MODENA Dal Novecento ad oggi il concetto di velocità ci è stato inoculato, e piano piano lo abbiamo anche associato all’efficienza. Prima fai una cosa meglio è. Nulla è entusiasmante se non è veloce, e veloce è il progresso e la tecnica. Se sfogliamo le pagine della storia all’indietro ci accorgiamo però che anni e anni fa non era così; c’erano disagi e grandi difficoltà, non era certo l’età dell’oro, ma il tempo aveva un suo valore. Oggi, in alcuni paesi del mondo il tempo è un’arma contro lo sfruttamento. Alessia Bartolomei, coordinatrice della cooperativa Oltremare, ce lo ha spiegato meglio:



«Ci occupiamo di commercio equosolidale; i nostri prodotti vengono fatti da persone che ricevono un giusto compenso, lo stipendio del prodotto viene concordato prima e molto spesso i beni vengono pagati anticipatamente. I preordini, soprattutto per quanto riguarda l’abbigliamento e gli accessori, permettono di realizzare i manufatti con calma e in modo da assicurare la retribuzione».

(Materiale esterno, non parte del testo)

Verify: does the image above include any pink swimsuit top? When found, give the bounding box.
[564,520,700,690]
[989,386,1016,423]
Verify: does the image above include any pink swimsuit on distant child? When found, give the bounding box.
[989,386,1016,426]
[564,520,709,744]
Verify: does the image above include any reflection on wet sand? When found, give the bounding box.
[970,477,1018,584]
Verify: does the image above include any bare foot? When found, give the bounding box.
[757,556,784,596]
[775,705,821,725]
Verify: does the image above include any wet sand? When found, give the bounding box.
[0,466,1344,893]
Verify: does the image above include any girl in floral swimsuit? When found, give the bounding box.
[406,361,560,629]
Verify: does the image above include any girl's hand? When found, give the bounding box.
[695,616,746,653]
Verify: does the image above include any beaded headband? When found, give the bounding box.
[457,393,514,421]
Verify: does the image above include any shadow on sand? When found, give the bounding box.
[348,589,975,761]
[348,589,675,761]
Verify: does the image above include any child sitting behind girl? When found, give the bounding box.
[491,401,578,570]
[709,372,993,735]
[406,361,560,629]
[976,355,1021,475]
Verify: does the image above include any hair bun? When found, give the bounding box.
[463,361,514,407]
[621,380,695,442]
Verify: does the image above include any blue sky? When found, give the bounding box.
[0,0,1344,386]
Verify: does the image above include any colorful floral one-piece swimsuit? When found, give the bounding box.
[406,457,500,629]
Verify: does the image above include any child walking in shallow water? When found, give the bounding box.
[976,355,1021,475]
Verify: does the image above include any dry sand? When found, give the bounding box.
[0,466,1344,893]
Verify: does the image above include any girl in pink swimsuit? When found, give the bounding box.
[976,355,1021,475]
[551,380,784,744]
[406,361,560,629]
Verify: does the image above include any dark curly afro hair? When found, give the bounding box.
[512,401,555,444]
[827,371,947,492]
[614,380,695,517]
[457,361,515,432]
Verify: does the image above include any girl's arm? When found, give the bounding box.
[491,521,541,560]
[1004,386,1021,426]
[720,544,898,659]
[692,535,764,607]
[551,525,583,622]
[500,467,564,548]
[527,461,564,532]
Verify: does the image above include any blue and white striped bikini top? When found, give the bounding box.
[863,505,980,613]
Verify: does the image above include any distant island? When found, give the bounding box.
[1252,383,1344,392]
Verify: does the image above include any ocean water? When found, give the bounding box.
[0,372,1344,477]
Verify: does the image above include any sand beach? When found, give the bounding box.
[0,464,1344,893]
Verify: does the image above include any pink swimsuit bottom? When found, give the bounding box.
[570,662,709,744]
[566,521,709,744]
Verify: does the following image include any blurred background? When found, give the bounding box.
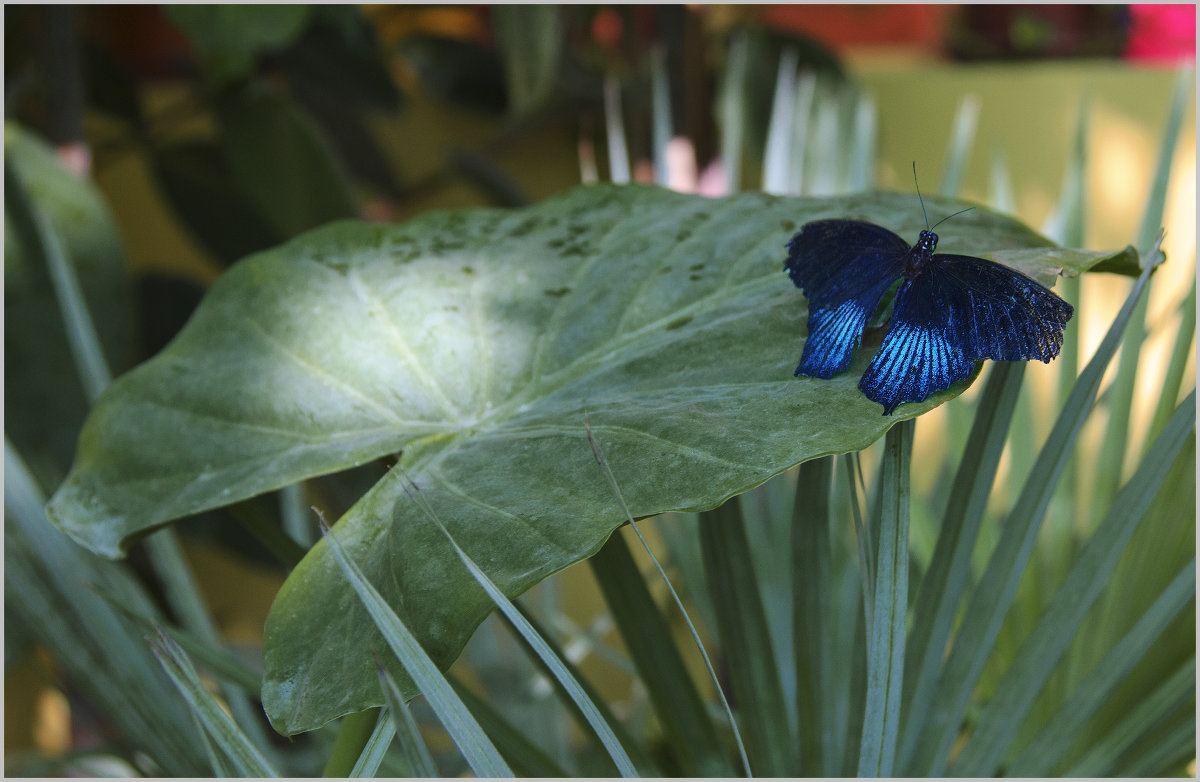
[4,5,1196,772]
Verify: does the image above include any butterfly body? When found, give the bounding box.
[784,219,1073,415]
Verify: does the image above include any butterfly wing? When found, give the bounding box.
[858,271,974,415]
[925,255,1074,362]
[784,219,908,378]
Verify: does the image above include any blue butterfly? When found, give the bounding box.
[784,204,1074,415]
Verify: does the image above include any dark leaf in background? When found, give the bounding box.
[151,142,284,264]
[217,83,359,236]
[138,268,205,356]
[292,82,404,199]
[268,6,403,198]
[163,5,313,83]
[79,38,143,128]
[492,5,563,114]
[266,6,404,112]
[4,124,133,486]
[398,35,509,114]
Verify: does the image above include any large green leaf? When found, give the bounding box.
[50,186,1128,733]
[4,122,133,486]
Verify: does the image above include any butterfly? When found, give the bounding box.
[784,190,1074,415]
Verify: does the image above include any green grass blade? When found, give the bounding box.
[450,678,569,777]
[846,94,877,193]
[950,392,1195,776]
[379,667,438,777]
[762,47,799,196]
[604,76,630,185]
[1112,712,1196,777]
[792,456,841,776]
[192,714,238,780]
[1134,67,1195,254]
[1043,95,1091,402]
[1093,70,1193,515]
[906,259,1150,776]
[505,604,661,776]
[720,32,750,193]
[898,361,1025,769]
[1147,282,1196,443]
[145,528,275,759]
[320,706,382,777]
[322,513,512,777]
[841,453,875,637]
[1004,559,1196,777]
[588,533,734,777]
[347,711,396,778]
[838,592,866,776]
[583,415,754,776]
[937,95,979,198]
[401,476,637,777]
[700,500,796,776]
[808,90,841,196]
[150,633,278,776]
[858,420,916,776]
[92,587,263,693]
[988,146,1016,215]
[280,481,317,551]
[787,70,817,196]
[650,46,674,187]
[1042,95,1090,249]
[1063,657,1196,777]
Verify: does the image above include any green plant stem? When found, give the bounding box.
[320,706,382,777]
[858,419,916,777]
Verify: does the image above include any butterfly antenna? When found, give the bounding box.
[912,161,932,230]
[925,206,974,230]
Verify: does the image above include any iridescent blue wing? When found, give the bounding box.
[858,270,974,415]
[784,219,908,378]
[924,255,1074,362]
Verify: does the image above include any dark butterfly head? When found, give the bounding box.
[914,230,937,255]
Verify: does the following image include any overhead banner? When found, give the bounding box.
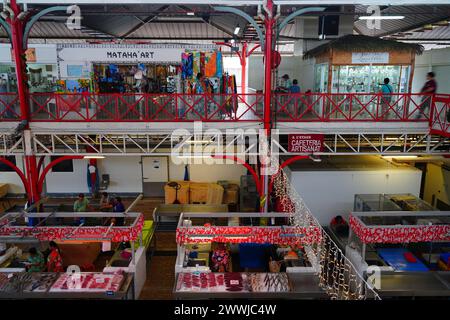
[288,134,324,154]
[58,44,215,63]
[352,52,389,64]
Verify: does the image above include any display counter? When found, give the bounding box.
[346,211,450,297]
[0,272,135,299]
[173,272,327,299]
[378,272,450,298]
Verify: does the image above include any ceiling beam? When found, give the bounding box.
[121,5,170,38]
[177,5,234,37]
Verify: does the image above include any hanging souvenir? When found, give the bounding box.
[216,51,223,78]
[200,52,205,75]
[205,52,217,78]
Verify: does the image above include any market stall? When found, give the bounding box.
[304,35,423,93]
[0,211,147,297]
[174,212,326,299]
[346,211,450,296]
[326,193,436,250]
[292,35,431,121]
[0,271,134,299]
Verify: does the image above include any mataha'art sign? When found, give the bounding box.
[288,134,324,154]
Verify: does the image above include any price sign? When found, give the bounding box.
[288,134,324,154]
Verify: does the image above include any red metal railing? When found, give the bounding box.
[273,93,434,122]
[431,94,450,137]
[0,93,450,136]
[24,93,263,122]
[0,93,20,121]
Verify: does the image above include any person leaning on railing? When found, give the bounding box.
[416,72,437,119]
[380,78,394,119]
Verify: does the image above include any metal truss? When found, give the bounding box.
[6,131,442,156]
[275,133,450,155]
[31,130,258,156]
[0,133,25,155]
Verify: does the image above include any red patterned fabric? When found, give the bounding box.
[176,226,322,245]
[349,215,450,243]
[0,214,144,242]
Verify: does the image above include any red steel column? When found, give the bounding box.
[8,0,41,205]
[8,0,30,124]
[260,5,275,212]
[241,42,248,94]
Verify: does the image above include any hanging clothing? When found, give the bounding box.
[47,249,64,272]
[181,53,194,80]
[205,52,217,78]
[192,51,200,77]
[184,164,189,181]
[87,164,100,193]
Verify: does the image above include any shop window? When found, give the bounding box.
[0,156,16,172]
[51,156,73,172]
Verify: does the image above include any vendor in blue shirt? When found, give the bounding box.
[381,78,394,94]
[289,79,300,93]
[113,197,125,226]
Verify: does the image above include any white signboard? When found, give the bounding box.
[58,44,213,63]
[0,43,57,64]
[352,52,389,64]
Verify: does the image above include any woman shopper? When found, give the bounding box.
[47,241,64,272]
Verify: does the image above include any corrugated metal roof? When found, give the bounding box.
[129,22,230,39]
[355,5,450,36]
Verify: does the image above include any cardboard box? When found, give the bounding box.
[164,181,190,204]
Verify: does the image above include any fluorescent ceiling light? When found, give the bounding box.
[186,140,212,144]
[359,16,405,20]
[382,156,418,160]
[172,155,214,159]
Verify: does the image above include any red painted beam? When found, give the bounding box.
[0,157,30,196]
[38,156,84,194]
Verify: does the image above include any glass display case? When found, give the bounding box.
[314,63,329,92]
[330,65,410,93]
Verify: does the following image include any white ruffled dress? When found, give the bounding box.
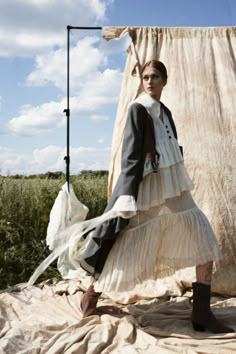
[95,94,221,292]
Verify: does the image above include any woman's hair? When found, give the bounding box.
[141,59,168,80]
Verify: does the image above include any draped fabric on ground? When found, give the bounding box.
[0,280,236,354]
[103,27,236,295]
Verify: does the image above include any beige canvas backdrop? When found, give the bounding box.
[103,27,236,295]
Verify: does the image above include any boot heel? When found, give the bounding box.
[192,321,206,332]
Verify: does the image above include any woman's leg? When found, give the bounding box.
[81,278,101,317]
[192,262,234,333]
[196,262,213,285]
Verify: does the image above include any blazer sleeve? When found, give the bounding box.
[119,103,146,199]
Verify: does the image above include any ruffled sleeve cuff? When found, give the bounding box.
[112,195,137,219]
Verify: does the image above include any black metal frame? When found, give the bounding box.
[63,26,102,190]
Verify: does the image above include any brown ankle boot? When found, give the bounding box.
[192,283,234,333]
[81,285,101,317]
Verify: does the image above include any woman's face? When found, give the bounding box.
[142,66,166,101]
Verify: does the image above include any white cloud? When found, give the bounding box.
[0,145,110,175]
[26,37,107,92]
[0,0,110,56]
[7,69,122,136]
[7,100,65,136]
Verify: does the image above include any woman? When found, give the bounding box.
[80,60,233,333]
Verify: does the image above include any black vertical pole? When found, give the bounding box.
[64,26,102,191]
[64,26,70,191]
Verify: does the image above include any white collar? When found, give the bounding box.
[132,93,161,118]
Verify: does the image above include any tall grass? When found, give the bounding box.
[0,175,107,289]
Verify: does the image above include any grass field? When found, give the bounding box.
[0,172,107,289]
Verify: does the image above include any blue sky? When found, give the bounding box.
[0,0,236,175]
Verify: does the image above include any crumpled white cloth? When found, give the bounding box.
[28,183,121,285]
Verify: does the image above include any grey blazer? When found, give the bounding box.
[80,103,177,278]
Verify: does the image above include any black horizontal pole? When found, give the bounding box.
[67,26,102,30]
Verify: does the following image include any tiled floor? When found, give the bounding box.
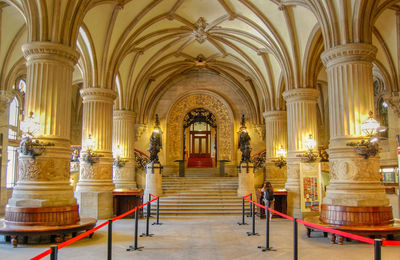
[0,216,400,260]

È l’idea di slowfashion, in contrapposizione alla fastfashion, quella che si acquista più spesso e a basso costo. Le grandi catene remunerano esiguamente i loro dipendenti, e spesso sono emerse notizie di scenari di lavoro che tolgono dignità all’essere umano, trattato come mero strumento, costretto a lavorare in condizioni estreme pur di produrre sempre di più e come dicevamo prima, in poco tempo. Oltremare è nata nel 1991, da una costola di Overseas, una Ong di Spilamberto che adesso ha cinquant’anni e opera nella cooperazione internazionale. Oltremare invece si è per così dire “specializzata” nel commercio equosolidale come cooperativa indipendente. «E’ come se avessimo quattro negozi in uno: vendiamo prodotti alimentari, cosmesi, moda e artigianato. Le nostre tre botteghe si trovano a Modena, a Bazzano (Valsamoggia) e Vignola».



L’associazione organizza anche laboratori nelle scuole, in particolare sul tema della moda etica. Un progetto di questo genere è Quid, che da Verona fornisce prodotti di abbigliamento anche alle botteghe di Oltremare. «Quid da a più di 150 donne con un passato di fragilità (ex-detenute, tossicodipendenti, migranti…) un contratto di lavoro; realizzano capi servendosi di stoffe donate o da loro acquistate a prezzi di stock dai grandi marchi di moda. Quindi si possono trovare anche collezioni fatte con rimanenze di Armani».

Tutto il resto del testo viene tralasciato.